Among the more interesting points was Murphy's criticism of various green technologies as inadequate to resolve our environmental problems. Instead, Murphy has the courage to conclude that our only hope is to drastically "curtail" our greenhouse gas emissions. The term "conservation" is too moderate for Murphy as it does not seem to imply returning to a virtually pre-industrial lifestyle.

Murphy argues that we, as pioneer individuals, must transform our lifestyles before a wider political commitment can form to make wholesale societal changes and it is the role of small, ecologically aware communities to support these pioneer members.

The notions are compelling for me. For several years I have worked to create and strengthen the Maryland Green Party, thinking that having a political institution that could champion a radical political and ecological agenda would be an important avenue for change. I have, however, come to the conclusion that such a political institution can not flourish without more or less permanent social groupings that will sustain the connections between people while they are politically active, and for such social groupings to succeed, they must be based in geographically compact communities. Murphy does not write about the extension of his vision of lifestyle and community into politics, but such and extension seems natural and beneficial.

I would recommend Plan C to anyone with a curiousity about and slight knowledge of Climate Change and Peak Oil for its concise summary of these problems. However, Murphy's "curtailment" response to these problems may be more than anyone who is not already convinced of the depth of the problem can handle.

Wednesday, July 2, 2008

The World of Mexican Migrants: The Rock and the Hard Place / Judith Adler Hellman

Hellman's book The World of Mexican Migrants is built out of countless interviews with Mexican migrants and their families. The interviews were conducted in the US and Mexico and reveal a complex set of conditions and motivations for migrations. Most interestingly, it emphasizes that the common understanding of Mexican migrants as escaping poverty and "seeking the American Dream" misunderstand Mexican migration. More commonly, migrants intend to accumulate enough capital to build houses or start businesses at home in Mexico.
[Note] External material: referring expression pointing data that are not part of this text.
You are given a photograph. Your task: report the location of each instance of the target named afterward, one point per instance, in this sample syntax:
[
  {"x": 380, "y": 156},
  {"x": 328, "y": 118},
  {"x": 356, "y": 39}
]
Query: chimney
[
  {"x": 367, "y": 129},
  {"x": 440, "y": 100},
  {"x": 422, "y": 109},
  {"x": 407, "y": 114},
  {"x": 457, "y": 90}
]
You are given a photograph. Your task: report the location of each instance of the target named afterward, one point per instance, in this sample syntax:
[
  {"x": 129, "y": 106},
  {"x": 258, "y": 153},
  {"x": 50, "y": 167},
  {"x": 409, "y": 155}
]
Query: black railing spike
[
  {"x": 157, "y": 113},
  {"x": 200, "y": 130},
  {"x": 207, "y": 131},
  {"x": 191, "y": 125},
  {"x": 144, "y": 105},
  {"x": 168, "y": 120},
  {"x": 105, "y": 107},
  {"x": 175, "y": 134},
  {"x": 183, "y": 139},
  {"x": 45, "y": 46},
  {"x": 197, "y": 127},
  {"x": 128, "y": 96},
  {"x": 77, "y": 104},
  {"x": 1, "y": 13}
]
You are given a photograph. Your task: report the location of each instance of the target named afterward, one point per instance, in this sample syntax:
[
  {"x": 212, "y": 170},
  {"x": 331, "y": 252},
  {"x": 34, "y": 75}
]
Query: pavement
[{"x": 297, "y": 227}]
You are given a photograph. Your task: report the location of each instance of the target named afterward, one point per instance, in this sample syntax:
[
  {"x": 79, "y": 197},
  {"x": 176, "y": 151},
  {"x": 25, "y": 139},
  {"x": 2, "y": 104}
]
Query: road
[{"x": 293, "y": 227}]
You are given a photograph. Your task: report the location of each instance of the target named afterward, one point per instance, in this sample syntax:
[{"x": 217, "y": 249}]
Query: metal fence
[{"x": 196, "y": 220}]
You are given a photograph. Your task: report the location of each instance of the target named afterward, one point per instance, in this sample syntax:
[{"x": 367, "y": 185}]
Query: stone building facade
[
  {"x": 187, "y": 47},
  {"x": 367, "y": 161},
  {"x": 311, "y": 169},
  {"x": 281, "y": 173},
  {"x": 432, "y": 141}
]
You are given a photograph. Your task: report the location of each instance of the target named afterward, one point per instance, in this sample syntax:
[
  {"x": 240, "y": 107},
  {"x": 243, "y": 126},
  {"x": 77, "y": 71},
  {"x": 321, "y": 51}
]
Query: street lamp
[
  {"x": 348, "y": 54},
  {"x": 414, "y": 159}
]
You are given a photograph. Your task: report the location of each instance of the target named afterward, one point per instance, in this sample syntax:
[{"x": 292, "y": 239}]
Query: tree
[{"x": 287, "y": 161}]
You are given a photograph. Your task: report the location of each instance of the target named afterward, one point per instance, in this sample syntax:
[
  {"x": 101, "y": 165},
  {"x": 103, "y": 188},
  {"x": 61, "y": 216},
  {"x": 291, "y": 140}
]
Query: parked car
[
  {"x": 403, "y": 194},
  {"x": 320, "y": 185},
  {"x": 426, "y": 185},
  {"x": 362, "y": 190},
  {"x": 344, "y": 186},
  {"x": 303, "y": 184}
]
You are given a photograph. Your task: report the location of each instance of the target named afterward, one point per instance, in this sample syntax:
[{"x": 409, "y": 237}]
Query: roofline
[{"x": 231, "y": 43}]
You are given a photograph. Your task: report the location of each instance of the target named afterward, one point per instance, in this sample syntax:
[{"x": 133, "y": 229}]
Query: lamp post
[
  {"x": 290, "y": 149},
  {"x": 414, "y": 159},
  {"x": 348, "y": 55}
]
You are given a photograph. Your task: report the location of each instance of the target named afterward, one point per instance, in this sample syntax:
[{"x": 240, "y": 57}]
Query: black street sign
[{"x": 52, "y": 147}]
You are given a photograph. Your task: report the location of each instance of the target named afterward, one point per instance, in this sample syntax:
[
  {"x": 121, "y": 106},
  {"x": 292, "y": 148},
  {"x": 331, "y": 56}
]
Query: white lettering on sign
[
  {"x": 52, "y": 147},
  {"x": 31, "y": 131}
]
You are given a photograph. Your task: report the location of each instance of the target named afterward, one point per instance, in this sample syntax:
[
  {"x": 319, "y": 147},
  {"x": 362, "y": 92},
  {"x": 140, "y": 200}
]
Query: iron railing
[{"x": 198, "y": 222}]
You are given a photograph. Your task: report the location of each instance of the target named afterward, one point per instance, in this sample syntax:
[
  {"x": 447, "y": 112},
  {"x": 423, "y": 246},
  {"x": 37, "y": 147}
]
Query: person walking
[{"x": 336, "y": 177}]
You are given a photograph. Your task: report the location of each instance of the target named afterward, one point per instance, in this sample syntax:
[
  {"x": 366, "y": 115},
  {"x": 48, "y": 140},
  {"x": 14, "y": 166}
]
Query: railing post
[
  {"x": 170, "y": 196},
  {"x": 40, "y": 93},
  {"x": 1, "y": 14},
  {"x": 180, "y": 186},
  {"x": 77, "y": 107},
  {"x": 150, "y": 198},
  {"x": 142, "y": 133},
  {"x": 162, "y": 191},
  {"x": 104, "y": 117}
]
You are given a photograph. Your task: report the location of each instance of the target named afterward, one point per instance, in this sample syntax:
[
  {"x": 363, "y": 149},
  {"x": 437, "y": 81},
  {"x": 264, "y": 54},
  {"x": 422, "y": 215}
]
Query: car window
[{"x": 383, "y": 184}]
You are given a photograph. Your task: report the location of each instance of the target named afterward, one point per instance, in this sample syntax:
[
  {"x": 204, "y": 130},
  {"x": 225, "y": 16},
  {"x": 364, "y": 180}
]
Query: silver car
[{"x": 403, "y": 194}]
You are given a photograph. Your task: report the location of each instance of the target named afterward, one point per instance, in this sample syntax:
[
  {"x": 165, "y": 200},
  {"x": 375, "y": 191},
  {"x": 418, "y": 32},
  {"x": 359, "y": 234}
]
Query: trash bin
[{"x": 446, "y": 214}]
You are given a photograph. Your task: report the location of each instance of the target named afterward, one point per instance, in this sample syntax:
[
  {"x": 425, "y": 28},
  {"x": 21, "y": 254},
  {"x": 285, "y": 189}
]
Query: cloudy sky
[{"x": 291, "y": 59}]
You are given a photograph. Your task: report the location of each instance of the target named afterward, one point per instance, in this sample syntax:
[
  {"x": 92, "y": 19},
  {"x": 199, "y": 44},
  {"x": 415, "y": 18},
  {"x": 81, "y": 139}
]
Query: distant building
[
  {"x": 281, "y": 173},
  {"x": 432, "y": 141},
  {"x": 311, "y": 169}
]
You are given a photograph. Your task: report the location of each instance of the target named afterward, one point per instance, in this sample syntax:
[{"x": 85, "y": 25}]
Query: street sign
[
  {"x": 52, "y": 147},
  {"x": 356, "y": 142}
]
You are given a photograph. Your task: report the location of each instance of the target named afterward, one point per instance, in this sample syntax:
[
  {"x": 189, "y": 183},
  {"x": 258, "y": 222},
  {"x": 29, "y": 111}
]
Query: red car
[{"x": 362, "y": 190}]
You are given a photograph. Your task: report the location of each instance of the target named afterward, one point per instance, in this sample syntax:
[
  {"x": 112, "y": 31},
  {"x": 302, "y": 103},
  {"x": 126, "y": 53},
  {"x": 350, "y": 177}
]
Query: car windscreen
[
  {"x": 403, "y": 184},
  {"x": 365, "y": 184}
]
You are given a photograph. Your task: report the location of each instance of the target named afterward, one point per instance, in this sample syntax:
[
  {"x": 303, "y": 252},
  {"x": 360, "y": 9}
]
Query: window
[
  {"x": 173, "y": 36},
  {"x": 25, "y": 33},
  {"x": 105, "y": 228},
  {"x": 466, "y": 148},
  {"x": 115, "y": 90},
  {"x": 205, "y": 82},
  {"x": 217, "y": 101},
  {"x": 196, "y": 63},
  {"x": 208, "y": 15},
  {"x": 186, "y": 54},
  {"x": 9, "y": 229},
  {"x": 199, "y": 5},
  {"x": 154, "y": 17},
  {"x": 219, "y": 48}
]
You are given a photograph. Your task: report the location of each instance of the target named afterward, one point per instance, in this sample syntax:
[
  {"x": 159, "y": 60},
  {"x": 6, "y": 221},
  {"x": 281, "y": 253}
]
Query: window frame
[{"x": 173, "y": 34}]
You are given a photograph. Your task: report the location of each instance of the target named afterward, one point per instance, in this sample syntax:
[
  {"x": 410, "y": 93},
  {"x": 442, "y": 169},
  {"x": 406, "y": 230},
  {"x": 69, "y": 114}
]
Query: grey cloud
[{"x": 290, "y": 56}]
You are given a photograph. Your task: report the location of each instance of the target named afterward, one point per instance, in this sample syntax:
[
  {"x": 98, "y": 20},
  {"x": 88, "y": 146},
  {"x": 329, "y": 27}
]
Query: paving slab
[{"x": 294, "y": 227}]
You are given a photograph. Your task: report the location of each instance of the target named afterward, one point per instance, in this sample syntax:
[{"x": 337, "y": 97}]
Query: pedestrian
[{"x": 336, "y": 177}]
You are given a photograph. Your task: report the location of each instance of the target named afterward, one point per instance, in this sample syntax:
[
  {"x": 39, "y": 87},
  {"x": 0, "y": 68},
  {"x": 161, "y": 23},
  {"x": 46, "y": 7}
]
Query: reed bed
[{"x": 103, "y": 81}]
The Greening of America / Charles Reich

The Greening of America was a blockbuster bestseller in 1971-72 heralding, according the Reich, the coming of a new consciousness that would result in a revolutionary social transformation away from the destructive, dehumanizing institutions of Corporate America. Time has proven Reich's predictions too optimistic, but his critique of Corporate America remains trenchent and accurate.

The Rise of the Creative Class and How It's Transforming Work, Leisure, Community and Everyday Life / Richard Florida

I would not have finished this book but that my book club will be discussing it. The most interesting theses are trivial at best. Most of the work is a description of the the life preferences of "the Creative Class," a flattering term for what one would otherwise call the bourgeoisie, particularly the high tech bourgeoisie. Florida's quantitative support for his theses goes no deeper than the comparison of various "indexes" that mostly are mere rank-order lists of cities. He provides no data on the strength of the correlations that he asserts and often the relata are not independent. He generally disregards the contributions of the working class by, for example, generally attributing the value of high tech products to the work done by software engineers. He advocates city planning that intentionally caters to the wants of the wealthy and privileged. All of this in the pursuit of the sacred goal of "economic growth" regardless of disparities of wealth and the ecological limits of the planet. It's nothing more than euphemistic boosterism for some of the worst tendencies of the global economy.